Jean-François Di Meglio, Président d’Asia Centre, et Maëlle Lefèvre, chargée de recherche à Asia Centre

La première venue d’Emmanuel Macron en Chine le 8 janvier 2018, accompagné de plus de cinquante dirigeants d’entreprises telles qu’Airbus, Dassault, Sodexo, Auchan, avait déjà été interprétée par les observateurs chinois comme l’expression d’un pragmatisme économique du président et de l’importance qu’il accordait aux relations avec la Chine (voir à ce sujet l’article de Yves-Heng Lim publié dans Asia Trends #3 « Un renouveau du partenariat stratégique franco-chinois ? La visite du président Macron vue de Chine »). Les partenariats économiques franco-chinois sont importants dans de nombreux domaines : produits agricoles, industrie de pointe, produits pharmaceutiques, services financiers, aéronautique, énergie, protection de l’environnement, préservation des ressources, économie verte. Les entreprises adhérentes du comité France-Chine créé en 1979 réalisent par exemple 100 milliards d’euros de chiffre d’affaires en Chine, les échanges franco-chinois pesant pas moins de 65 milliards d’euros et 11% des exportations françaises allant vers la Chine[i]. Par ailleurs, Emmanuel Macron qui s’était illustré par la faiblesse de sa réaction vis-à-vis de la mort de Liu Xiaobo le 12 juillet 2017, avait, dans ses discours de 2018, également refuser de mentionner les questions des droits de l’homme mais aussi de droit international[ii] dans la majorité de ses discours prononcés en Chine. Un choix dans la continuité de François Hollande qui ne s’était pas exprimé sur l’incarcération d’Ilham Tohti en 2015, ouïgour qui avait été l’invité officiel du Quai d’Orsay en 2010. Emmanuel Macron déclarait ainsi de manière très implicite dans son discours du 8 janvier 2018 à Xi’an : « il y a des différences entre nous qui sont liées à notre histoire, à nos philosophies profondes, et à la nature de nos sociétés ». Puis il ajoutait auprès de journalistes lors de la visite d’une galerie d’art à Pékin : « je peux me faire plaisir en donnant des leçons à la Chine en parlant à la presse française. Ça s’est beaucoup fait, ça n’a aucun résultat. […] Il y a les discussions, pas devant les journalistes, pas de manière ouverte, en tête-à-tête, et qui peuvent être utiles et donner des résultats. C’est celles-là que je favorise. »[iii] Emmanuel Macron définissait sa politique alors en cours et toujours d’actualité, celle d’éviter toute déclaration publique sur les « questions qui fâchent » sans pour autant les ignorer.

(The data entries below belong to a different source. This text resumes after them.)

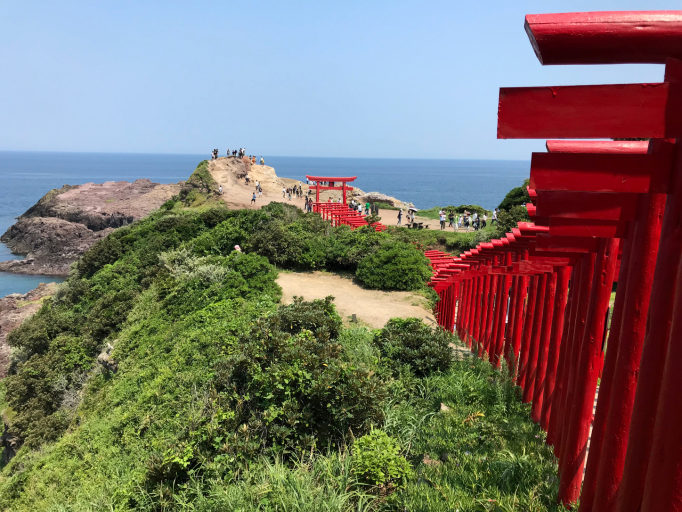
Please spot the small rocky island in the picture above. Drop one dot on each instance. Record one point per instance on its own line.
(66, 222)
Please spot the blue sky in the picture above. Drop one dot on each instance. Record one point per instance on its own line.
(354, 78)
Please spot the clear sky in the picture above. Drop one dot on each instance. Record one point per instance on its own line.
(293, 78)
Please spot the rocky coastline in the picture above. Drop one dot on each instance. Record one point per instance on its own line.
(66, 222)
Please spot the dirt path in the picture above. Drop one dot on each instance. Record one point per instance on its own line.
(372, 307)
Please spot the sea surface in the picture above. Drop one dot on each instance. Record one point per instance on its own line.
(26, 176)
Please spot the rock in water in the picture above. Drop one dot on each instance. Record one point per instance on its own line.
(66, 222)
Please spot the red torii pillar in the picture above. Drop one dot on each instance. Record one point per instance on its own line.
(343, 188)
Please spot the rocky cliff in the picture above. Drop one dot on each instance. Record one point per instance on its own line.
(66, 222)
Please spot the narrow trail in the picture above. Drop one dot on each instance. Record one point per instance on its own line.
(372, 307)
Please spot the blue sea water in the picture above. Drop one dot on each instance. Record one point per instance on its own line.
(26, 176)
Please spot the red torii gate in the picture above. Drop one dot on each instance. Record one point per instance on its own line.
(586, 196)
(318, 187)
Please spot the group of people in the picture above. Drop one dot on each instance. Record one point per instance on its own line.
(238, 153)
(466, 220)
(295, 191)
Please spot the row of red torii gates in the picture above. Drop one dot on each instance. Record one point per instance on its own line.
(603, 211)
(339, 213)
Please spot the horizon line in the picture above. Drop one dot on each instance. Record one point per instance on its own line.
(264, 155)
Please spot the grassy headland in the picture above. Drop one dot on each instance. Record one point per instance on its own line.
(164, 375)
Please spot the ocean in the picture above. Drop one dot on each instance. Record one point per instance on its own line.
(26, 176)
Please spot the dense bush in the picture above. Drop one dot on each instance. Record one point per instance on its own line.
(509, 219)
(377, 462)
(515, 197)
(409, 341)
(290, 387)
(394, 266)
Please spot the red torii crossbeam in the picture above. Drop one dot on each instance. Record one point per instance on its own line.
(325, 179)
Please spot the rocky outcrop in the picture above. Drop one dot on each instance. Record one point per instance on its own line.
(66, 222)
(377, 197)
(14, 309)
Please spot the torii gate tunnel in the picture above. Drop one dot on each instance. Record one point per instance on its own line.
(603, 212)
(324, 179)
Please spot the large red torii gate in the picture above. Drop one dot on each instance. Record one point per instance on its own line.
(318, 187)
(586, 196)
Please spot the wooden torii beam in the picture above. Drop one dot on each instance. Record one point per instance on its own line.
(318, 187)
(622, 111)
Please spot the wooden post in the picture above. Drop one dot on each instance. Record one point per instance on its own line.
(531, 365)
(555, 424)
(645, 418)
(606, 386)
(587, 372)
(543, 348)
(527, 331)
(555, 343)
(587, 270)
(507, 350)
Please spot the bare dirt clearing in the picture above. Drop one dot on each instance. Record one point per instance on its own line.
(372, 307)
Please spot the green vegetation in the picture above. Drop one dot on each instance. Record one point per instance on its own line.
(516, 197)
(164, 376)
(394, 266)
(432, 213)
(385, 206)
(408, 341)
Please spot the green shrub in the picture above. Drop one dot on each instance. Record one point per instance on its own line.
(377, 461)
(509, 219)
(394, 266)
(516, 197)
(409, 341)
(292, 390)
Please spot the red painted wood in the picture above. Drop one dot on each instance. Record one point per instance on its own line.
(587, 373)
(587, 205)
(495, 326)
(503, 289)
(597, 146)
(606, 386)
(663, 485)
(654, 352)
(556, 424)
(589, 112)
(347, 179)
(587, 227)
(527, 331)
(629, 349)
(577, 329)
(521, 294)
(565, 243)
(617, 37)
(555, 339)
(507, 350)
(590, 172)
(531, 365)
(477, 308)
(543, 347)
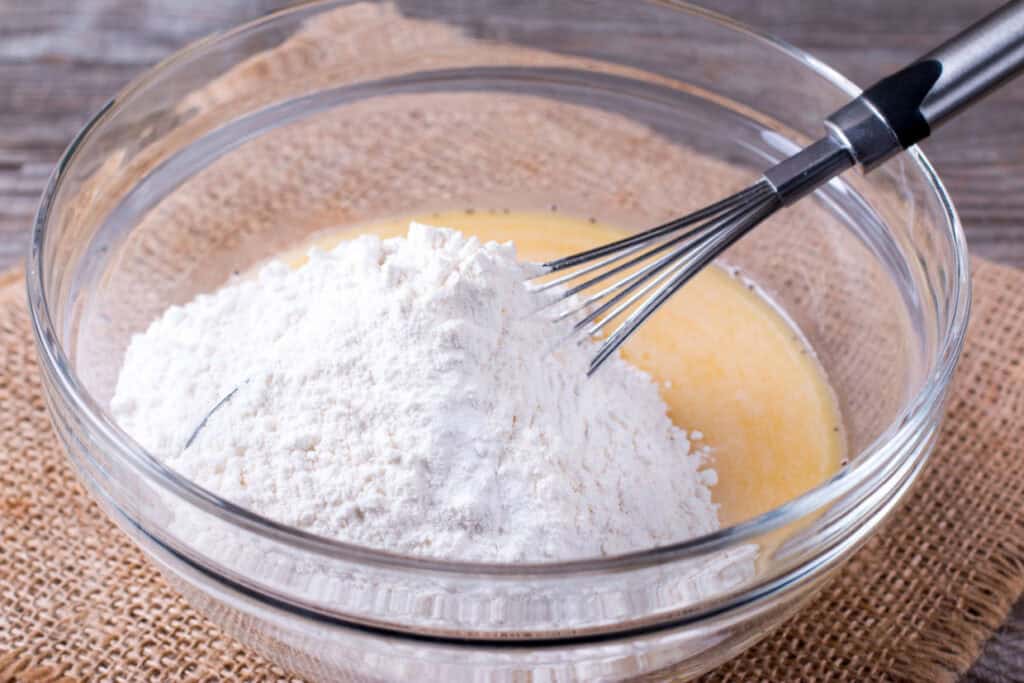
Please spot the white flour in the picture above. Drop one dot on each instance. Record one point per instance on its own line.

Dès l’été 2019, les manifestations à Hong Kong contre la loi d’extradition, un nouveau revers contre la démocratie partielle de la ville toujours plus menacée par l’influence de Pékin, avaient suscité l’inquiétude des différents pays occidentaux. Mais à cette époque, le silence des hommes politiques français était illustrateur de cette volonté de ne pas froisser Pékin. Jean-François Césarini, président du groupe d’amitié France-Taiwan, avait ainsi signé le 8 août 2019 avec une vingtaine d’autres députés de LRM une lettre ouverte afin de dénoncer le « silence assourdissant des responsables politiques français »[iv]. Cette lettre était restée sans réponse mais l’Élysée et le Quai d’Orsay avaient fini par s’exprimer sans trop de verve sur le sujet, Jean-Yves Le Drian déclarant dans un communiqué publié le 14 août sur le site du ministère que la France était attachée aux avantages du statut d’autonomie du territoire hongkongais que sont « l’Etat de droit, le respect des droits de l’homme et des libertés fondamentales ainsi que l’autonomie du système judiciaire ». Cependant, Emmanuel Macron s’était de nouveau illustré par son silence vis-à-vis de la question hongkongaise ou de la répression subie par les Ouïghours lors de sa visite en Chine en novembre 2019, se contentant d’appeler au « dialogue » et à la « retenue ». Cette timidité, sinon cet aveu de faiblesse, était en partie justifié par les règles de la diplomatie et le rôle tenu par le Chef de l’Etat français mais témoignait surtout du positionnement de la France, soumise économiquement à la Chine et craignant les risques de représailles en exprimant son opinion.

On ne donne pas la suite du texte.